Electronic Theses and Dissertations

Date of Award

1-1-2011

Document Type

Dissertation

Degree Name

M.S. in Biological Science

Department

Biology

First Advisor

Dr. Clifford A Ochs

Second Advisor

Dr. Michael Mossing

Third Advisor

Dr. Marjorie M. Holland

Relational Format

dissertation/thesis

Abstract

The marine microalgae Nannochloropsis spp. are of both ecological and economic importance as they contribute to the base of the food chain of marine systems, and can accumulate a considerable amount of lipids. Their lipids can be grouped into two categories, storage lipids, which are mainly triglycerides (TGs), and structural lipids, which are composed of polyunsaturated fatty acids (PUFAs). PUFAs are essential nutrients for both aquatic animals and humans, while TGs can be transesterified to produce biodiesel. Lipid formation in microalgae depends on several environmental factors and Nannochloropsis spp. have been shown to accumulate excess storage lipids under stressful conditions. Changes in either TGs or PUFAs in response to environmental factors is therefore of economic and ecological concern. The objectives of this project were (1) to determine the effect of UV-A (320 - 400 nm), a potential environmental stress factor, on total lipid accumulation in Nannochloropsis oculata, (2) to examine if there is reciprocity in the relationship of exposure duration to exposure irradiance on the stress response; and (3) to study the interactive effect of UV-A and nutrient concentration on lipid accumulation in N.oculata.

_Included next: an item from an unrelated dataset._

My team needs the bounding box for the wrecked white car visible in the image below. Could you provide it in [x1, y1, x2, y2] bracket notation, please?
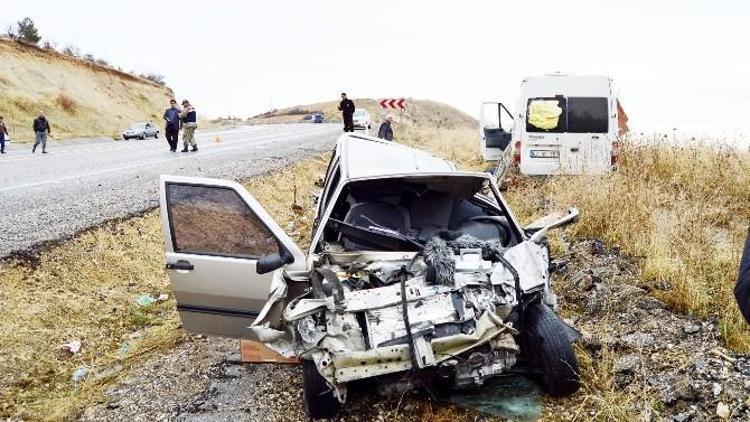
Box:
[161, 134, 580, 418]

The first and second objectives were addressed using a series of 7-day bioassay experiments, in which N.oculata cells were exposed to three UV-A irradiances (I), 6, 12, and 24 W m-2. For each irradiance there were three different durations of exposure (T) such that they resulted in three Doses (I x T); 24, 48 and 72 J m-2. If the same doses have a similar effect, irrespective of UV-A irradiance and duration of exposure, reciprocity holds. Lipid analysis was done using the lipid soluble fluorescent dye Nile Red. UV-A treatments significantly increased the chlorophyll-specific lipid concentration of N.oculata cells, and I was unable to reject that reciprocity holds. The third objective was addressed by a pair of factorial bioassay experiments. There was a synergistic effect of UV-A exposure and nutrient depletion on lipid content of N.oculata cells.